In 2019, Joesef began releasing music clips online, with the intention of creating a degree of curiosity and intrigue, and to establish if there was any appetite for his music. Without having released any recordings, Joesef’s managers booked King Tut’s venue in Glasgow for his debut show and were shocked when the gig sold out.

“I feel like I blacked out at that first gig in King Tuts and woke up after it was done … the nerves were real,” he laughs. “That started it all.”

In the middle of 2019, Joesef started working with record label AWAL, which meant he had to leave his full-time job as a barman in a heavy metal bar (The Solid Rock Café) in Glasgow’s city centre.

Despite confessing to being “a bit of a late bloomer” as far as music is concerned, his emotionally honest songs have struck a chord with his fans.

His debut EP ‘Play Me Something Nice’, and the 2020 EP ‘Does It Make You Feel Good?’ – which he created during lockdown last year – are both inspired by heartbreak and tinged with a soulful, playful melancholy.

He explains: “It’s a cliché but being sad or being depressed fuels the fire of being creative. I feel like a lot of good art or music is born out of hard times, that’s the same for a lot of artists and it’s the same for me. Whenever I’m feeling sh**e or hungover, I can usually knock a tune out.

“I write about heartbreak and love, which is a universal experience. I think it’s by default that people can relate to it … everyone’s had their heart broken, most people have texted their ex when they’re hungover.”

The National:

Joesef is a rising talent whose music connects to audiences, particularly younger listeners who appreciate the unapologetically honest lyrics which blend soulfully with the lo-fi pop instrumentals.

He credits his upbringing as a reason for his emotional honesty in his songs. “I’m from quite a rough area – what you see is what you get,” he admits.
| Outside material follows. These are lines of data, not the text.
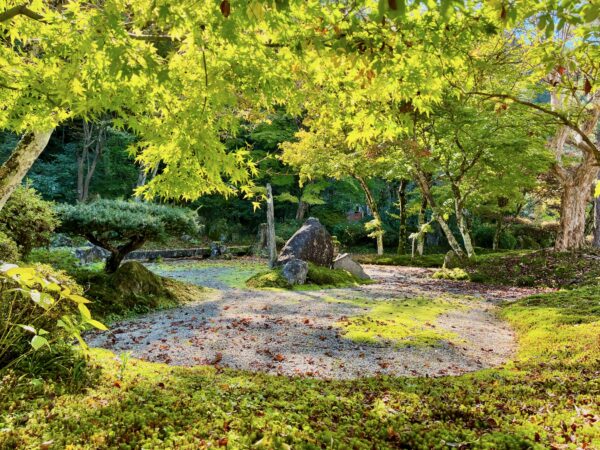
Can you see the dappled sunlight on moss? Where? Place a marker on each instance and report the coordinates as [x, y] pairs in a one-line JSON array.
[[402, 321]]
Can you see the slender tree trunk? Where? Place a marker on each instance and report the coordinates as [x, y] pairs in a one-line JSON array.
[[403, 230], [576, 190], [424, 185], [271, 238], [301, 211], [20, 161], [497, 232], [463, 227], [373, 206], [422, 221], [596, 241]]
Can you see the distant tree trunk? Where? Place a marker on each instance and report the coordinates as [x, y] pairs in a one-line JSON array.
[[576, 186], [271, 238], [461, 220], [403, 230], [425, 190], [498, 232], [596, 241], [87, 159], [422, 221], [373, 207], [20, 161]]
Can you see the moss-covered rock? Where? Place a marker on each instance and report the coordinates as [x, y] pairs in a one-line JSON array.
[[134, 289]]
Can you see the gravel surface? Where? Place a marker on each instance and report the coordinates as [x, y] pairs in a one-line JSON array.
[[297, 333]]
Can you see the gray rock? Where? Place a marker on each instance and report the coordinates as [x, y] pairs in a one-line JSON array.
[[312, 242], [345, 262], [295, 271]]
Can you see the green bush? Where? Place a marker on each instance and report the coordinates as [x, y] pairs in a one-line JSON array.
[[28, 219], [41, 310], [59, 258], [9, 252], [484, 237], [456, 274], [122, 227]]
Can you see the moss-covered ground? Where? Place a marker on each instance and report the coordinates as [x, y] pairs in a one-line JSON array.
[[318, 277], [547, 398], [399, 321]]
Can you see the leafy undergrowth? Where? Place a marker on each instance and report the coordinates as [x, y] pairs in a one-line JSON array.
[[318, 277], [401, 322], [547, 398], [540, 268]]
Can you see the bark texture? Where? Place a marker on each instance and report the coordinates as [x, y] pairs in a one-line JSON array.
[[378, 231], [271, 239]]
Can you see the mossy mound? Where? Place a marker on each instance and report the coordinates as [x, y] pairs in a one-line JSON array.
[[456, 274], [317, 276], [134, 289]]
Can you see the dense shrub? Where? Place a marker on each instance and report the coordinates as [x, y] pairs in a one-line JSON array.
[[59, 258], [9, 252], [484, 237], [41, 310], [28, 219], [122, 227]]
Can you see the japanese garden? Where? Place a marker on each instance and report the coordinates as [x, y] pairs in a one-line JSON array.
[[300, 224]]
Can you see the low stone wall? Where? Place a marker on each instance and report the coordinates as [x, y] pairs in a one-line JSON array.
[[198, 252]]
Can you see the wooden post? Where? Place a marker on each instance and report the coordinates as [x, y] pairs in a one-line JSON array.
[[271, 228]]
“I think being brought up in Glasgow, it forces you to be really honest and confront a lot of things, and I think people can feel that when you’re performing which makes them connect with the music easier.”

Despite having no industry connections or professional training, Joesef managed to achieve a fan following almost instantly. And he seems to have accomplished this without compromising on his authentic characteristics.

“All you can really be is yourself and remember that there is nobody else like you,” he reflects.

“If all you can be is yourself then you’re more likely to stand out. If you try to copy other people or do what you think people will be interested in, you end up just sounding like everyone else anyway.”

Having grown up in Garthamlock, he also cites his mother’s musical preferences as having a big impact on his soul-pop style of music.

“My mum had quite an eclectic mix of soul, she loved Al Green and The Mamas & The Papas but also artists like The Specials and The Spice Girls as well,” he explains. “My mum always had good music playing in the house, so I was never short for inspiration when I was growing up.”

Having clocked up millions of streams, and a larger overseas tour planned for most of next year, with new music also coming out soon, how is the emerging star handling this sudden change of lifestyle?

“It’s great knowing that people are paying attention. But I can still go into the shop and buy a loaf and milk – when that stops happening, I’ll maybe start freaking out.”